On Jan 12, 2009, at 2:50 PM, kmuriki_at_[hidden] wrote:
> Is there is any requirement on the size of the data buffers
> I should use in these warmup broadcasts ? If I use small
> buffers like 1000 real values during warmup, the following
> actual and timed MPI_BCAST over IB is taking a lot of time
> (more than that on GiGE). If I use a bigger buffer of 10000 real
> values during warmup the following timed MPI_BCAST is quick.
I can't quite grok that -- "actual and timed MPI_BCAST"; are you
talking about 2 different bcasts?
With IB, there's also the issue of registered memory. Open MPI v1.2.x
defaults to copy in/copy out semantics (with pre-registered memory)
until the message reaches a certain size, and then it uses a pipelined
register/RDMA protocol. However, even with copy in/out semantics of
small messages, the resulting broadcast should still be much faster
than over gige.
Are you using the same buffer for the warmup bcast as the actual
bcast? You might try using "--mca mpi_leave_pinned 1" to see if that
helps as well (will likely only help with large messages).
> Surprisingly just doing two consecutive 80K byte MPI_BCASTs
> performs very quick (forget about warmup and actual broadcast).
> wheres as a single 80K broadcast is slow. Not sure if I'm missing
There's also the startup time and synchronization issues.
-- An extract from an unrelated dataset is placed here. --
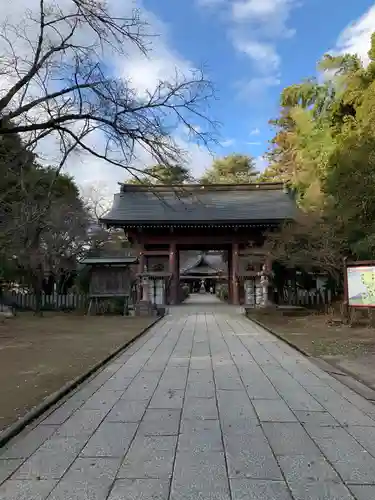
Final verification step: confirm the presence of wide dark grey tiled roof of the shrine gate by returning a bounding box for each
[102,183,297,225]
Remember
that although MPI_BCAST does not provide any synchronization
guarantees, it could well be that the 1st bcast effectively
synchronizes the processes and the 2nd one therefore runs much faster
(because individual processes won't need to spend much time blocking
waiting for messages because they're effectively operating in lock
step after the first bcast).
Benchmarking is a very tricky business; it can be extremely difficult
to precisely measure exactly what you want to measure.